Listening to the 6pm news bulletin last night was a surreal experience, in fact I questioned if it was April Fools day. It began with the shocking revelation from Toyota that some of their cars, but they didn’t know which, had problems with the accelerator sticking. I couldn’t help giggling at this, and if it weren’t so serious, I’d have enjoyed a good belly laugh – more on the damage to their brand later.

There followed a report about a guy prosecuted by the police for blowing his nose in his car – in stationary traffic – with the cars handbrake on – because he was not in control of the vehicle!

Next came a bulletin about Tesco in Cardiff banning locals from shopping in their PJ’s. Apparently many of them have taken huge offence at being told to get dressed, feeling its perfectly OK to pop in for their morning paper and packet of fags wearing nothing but their pink chiffon nightdress, or barefoot in their stripy PJ bottoms.

The final bulletin concerned the tragic event of the young children found in sports bags in the back of their Mothers car.

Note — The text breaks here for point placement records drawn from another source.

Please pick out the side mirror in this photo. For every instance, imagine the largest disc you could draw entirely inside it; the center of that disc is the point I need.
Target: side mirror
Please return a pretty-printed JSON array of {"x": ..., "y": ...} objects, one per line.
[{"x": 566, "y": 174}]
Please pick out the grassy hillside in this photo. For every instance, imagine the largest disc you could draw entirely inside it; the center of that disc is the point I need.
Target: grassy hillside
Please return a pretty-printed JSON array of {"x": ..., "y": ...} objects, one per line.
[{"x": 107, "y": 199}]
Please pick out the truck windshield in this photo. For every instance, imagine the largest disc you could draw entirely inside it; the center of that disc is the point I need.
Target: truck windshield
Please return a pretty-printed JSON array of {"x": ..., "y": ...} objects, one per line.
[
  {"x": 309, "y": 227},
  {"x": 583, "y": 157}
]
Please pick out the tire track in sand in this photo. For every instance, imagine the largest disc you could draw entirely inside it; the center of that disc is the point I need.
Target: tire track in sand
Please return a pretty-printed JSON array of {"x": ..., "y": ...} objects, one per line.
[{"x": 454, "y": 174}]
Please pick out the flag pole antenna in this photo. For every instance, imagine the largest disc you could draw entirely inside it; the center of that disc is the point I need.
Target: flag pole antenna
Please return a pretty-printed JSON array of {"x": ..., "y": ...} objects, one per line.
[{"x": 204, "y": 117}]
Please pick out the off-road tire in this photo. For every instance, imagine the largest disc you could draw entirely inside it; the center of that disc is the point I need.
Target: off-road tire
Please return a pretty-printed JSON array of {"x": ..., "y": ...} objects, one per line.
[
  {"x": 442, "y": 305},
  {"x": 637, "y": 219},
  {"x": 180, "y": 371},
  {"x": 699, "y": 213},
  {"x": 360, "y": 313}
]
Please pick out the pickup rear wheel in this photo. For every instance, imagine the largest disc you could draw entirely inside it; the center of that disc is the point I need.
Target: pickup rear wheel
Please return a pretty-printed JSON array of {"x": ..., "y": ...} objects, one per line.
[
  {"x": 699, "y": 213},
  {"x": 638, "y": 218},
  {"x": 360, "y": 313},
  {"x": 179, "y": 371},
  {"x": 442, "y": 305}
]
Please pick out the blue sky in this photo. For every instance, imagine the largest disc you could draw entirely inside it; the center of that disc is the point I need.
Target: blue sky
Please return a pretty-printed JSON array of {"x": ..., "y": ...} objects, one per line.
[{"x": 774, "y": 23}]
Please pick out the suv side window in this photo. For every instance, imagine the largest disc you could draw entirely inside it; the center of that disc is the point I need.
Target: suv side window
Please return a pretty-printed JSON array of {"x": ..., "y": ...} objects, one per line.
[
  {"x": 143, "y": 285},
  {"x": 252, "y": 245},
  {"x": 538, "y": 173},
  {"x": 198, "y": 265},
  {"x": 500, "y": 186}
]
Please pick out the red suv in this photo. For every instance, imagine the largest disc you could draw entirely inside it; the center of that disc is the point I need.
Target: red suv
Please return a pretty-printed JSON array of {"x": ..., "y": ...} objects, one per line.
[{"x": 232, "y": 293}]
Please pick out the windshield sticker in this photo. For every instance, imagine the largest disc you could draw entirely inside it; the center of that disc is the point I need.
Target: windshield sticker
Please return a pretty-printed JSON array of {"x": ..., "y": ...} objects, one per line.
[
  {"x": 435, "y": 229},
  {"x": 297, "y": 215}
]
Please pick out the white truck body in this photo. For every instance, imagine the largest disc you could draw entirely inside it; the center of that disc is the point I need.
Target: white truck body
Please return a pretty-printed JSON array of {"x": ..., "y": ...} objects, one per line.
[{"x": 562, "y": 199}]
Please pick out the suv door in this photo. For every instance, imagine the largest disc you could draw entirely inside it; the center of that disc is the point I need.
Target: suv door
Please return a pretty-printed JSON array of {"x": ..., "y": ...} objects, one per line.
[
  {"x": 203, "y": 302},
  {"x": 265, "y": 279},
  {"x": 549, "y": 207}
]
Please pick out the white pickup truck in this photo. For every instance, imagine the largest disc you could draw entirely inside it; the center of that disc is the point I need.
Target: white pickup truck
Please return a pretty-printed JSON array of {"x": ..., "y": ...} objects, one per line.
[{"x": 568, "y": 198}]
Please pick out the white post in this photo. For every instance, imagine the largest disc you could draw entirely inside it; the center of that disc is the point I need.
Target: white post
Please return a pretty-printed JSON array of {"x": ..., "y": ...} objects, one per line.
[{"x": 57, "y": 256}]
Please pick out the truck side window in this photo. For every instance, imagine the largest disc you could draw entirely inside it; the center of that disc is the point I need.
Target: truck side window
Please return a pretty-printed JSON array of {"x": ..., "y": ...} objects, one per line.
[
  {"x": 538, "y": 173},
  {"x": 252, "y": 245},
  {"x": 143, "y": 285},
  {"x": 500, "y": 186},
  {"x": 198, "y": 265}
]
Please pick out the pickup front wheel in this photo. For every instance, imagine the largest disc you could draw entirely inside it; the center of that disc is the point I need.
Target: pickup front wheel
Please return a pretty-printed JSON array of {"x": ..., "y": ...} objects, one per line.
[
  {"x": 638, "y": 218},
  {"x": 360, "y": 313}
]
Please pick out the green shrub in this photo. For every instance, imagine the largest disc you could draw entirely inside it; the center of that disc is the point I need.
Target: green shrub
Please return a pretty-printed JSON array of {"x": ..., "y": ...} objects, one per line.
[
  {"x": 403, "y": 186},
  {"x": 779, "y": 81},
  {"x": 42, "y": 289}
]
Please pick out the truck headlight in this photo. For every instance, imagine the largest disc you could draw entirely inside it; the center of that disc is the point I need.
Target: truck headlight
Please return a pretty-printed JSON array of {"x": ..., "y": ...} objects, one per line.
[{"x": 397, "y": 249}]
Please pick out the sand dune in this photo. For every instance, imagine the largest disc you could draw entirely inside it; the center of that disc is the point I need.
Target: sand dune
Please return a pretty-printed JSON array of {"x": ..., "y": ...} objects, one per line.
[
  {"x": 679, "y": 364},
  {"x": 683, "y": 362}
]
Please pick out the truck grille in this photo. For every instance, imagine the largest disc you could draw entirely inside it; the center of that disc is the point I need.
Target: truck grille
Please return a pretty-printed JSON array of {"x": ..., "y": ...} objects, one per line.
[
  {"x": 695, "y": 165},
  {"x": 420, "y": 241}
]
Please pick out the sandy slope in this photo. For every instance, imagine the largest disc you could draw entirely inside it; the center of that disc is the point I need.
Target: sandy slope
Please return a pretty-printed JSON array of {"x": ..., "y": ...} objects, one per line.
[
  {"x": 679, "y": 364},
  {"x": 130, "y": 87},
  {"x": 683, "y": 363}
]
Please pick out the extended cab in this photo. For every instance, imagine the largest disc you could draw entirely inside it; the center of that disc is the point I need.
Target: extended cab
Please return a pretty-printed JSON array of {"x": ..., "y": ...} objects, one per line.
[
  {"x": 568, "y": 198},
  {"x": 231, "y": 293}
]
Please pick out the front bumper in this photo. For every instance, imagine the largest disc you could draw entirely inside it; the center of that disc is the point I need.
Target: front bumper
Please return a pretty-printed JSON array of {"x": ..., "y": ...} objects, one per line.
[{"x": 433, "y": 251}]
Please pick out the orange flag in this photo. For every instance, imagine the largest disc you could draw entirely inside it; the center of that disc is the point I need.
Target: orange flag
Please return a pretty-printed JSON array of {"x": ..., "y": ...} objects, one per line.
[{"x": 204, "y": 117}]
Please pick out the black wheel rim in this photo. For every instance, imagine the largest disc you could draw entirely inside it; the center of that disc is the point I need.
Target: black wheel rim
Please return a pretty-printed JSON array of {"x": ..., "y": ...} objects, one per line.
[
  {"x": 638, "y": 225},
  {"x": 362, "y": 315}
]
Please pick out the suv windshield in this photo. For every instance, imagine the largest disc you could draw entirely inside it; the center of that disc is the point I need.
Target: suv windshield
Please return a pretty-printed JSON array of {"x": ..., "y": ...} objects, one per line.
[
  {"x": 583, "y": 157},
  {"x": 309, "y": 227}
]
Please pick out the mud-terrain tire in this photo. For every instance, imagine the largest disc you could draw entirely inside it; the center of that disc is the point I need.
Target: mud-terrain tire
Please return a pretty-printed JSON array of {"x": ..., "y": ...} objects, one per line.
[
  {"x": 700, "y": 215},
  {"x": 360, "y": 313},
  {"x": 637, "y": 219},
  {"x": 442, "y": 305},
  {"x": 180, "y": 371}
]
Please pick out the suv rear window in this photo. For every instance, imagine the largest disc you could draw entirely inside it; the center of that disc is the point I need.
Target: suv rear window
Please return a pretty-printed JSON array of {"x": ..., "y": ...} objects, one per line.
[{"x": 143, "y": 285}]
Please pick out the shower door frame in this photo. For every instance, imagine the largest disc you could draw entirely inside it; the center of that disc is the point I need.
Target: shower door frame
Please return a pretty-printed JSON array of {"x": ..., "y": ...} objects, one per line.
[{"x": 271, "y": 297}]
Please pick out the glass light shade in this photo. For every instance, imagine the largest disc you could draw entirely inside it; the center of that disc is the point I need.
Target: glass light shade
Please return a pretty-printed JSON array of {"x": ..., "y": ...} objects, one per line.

Talk about a contrast of bulletins – if this weren’t heart-rending and horrific an event on its own, the impact following such frivolous news events seemed in many respects to be so badly positioned by the producers. It really troubled me that such little thought had been given to effect on the listener. Have we really become so desensitised to the horrifying story of small children being murdered and bundled into sports bags that producers feel a bulletin on chavs shopping in PJ’s is a natural link to child murders?